Pliability and Approximating Max-CSPs

TL;DR

This paper introduces the concept of treewidth-pliability, providing a unified polynomial-time approximation scheme for a broad class of Max-2-CSPs and related problems, extending existing techniques to new graph classes.

Contribution

It defines treewidth-pliability as a sufficient condition for approximation, unifying Baker's layering and Szemerédi's regularity lemma approaches, and explores its connections to graph theory concepts.

Findings

Provides a polynomial-time approximation scheme for Max-2-CSPs under treewidth-pliability.

Extends applicability of approximation techniques to new classes of graphs.

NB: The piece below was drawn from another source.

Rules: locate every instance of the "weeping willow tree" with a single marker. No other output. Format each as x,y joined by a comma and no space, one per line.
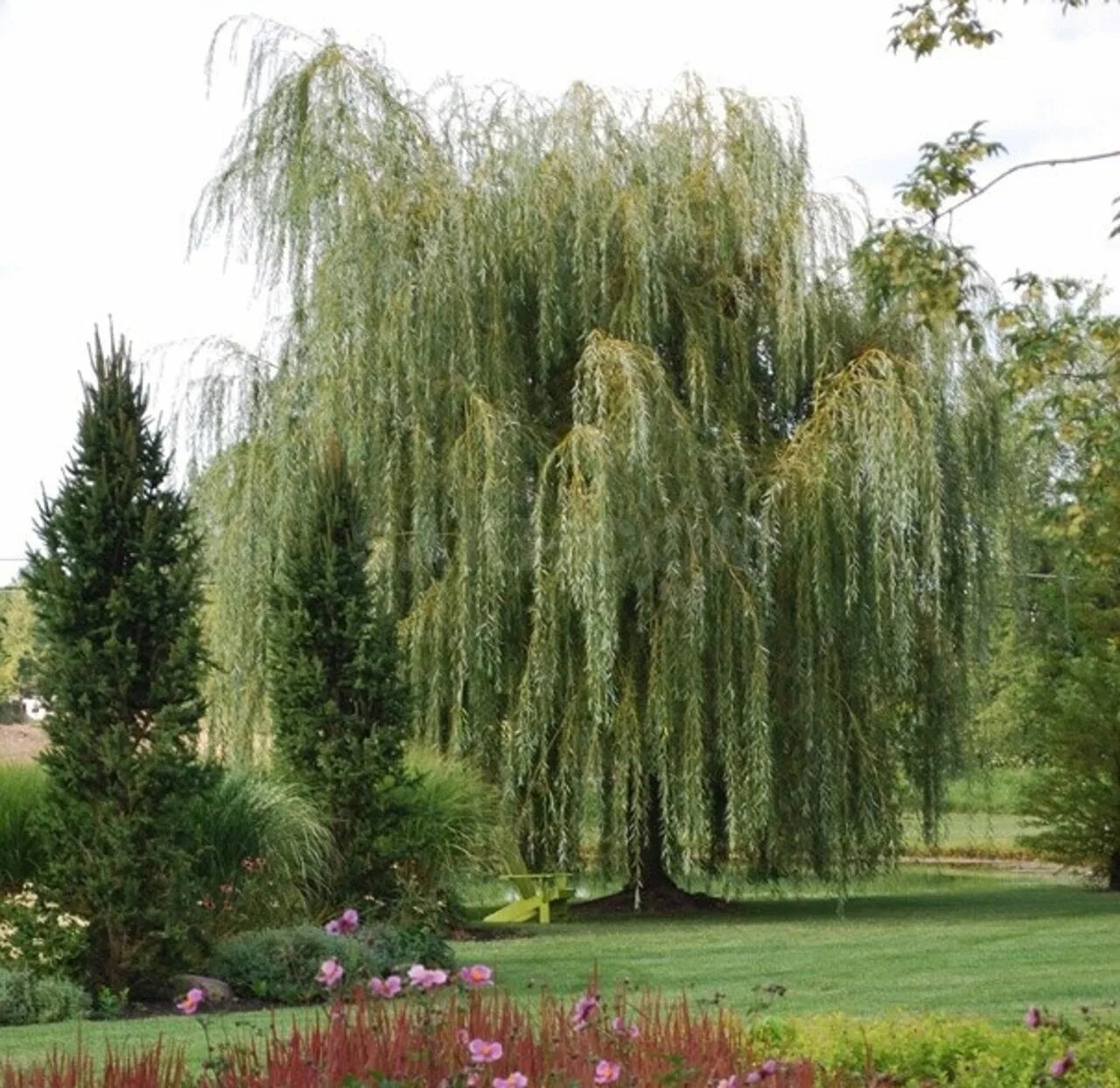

Shows the condition cannot be used for exact solutions in general.

Abstract

We identify a sufficient condition, treewidth-pliability, that gives a polynomial-time algorithm for an arbitrarily good approximation of the optimal value in a large class of Max-2-CSPs parameterised by the class of allowed constraint graphs (with arbitrary constraints on an unbounded alphabet). Our result applies more generally to the maximum homomorphism problem between two rational-valued structures. The condition unifies the two main approaches for designing a polynomial-time approximation scheme. One is Baker's layering technique, which applies to sparse graphs such as planar or excluded-minor graphs. The other is based on Szemer\'edi's regularity lemma and applies to dense graphs. We extend the applicability of both techniques to new classes of Max-CSPs. On the other hand, we prove that the condition cannot be used to find solutions (as opposed to approximating the optimal value) in general. Treewidth-pliability turns out to be a robust notion that can be defined in several equivalent ways, including characterisations via size, treedepth, or the Hadwiger number. We show connections to the notions of fractional-treewidth-fragility from structural graph theory, hyperfiniteness from the area of property testing, and regularity partitions from the theory of dense graph limits. These may be of independent interest. In particular we show that a monotone class of graphs is hyperfinite if and only if it is fractionally-treewidth-fragile and has bounded degree.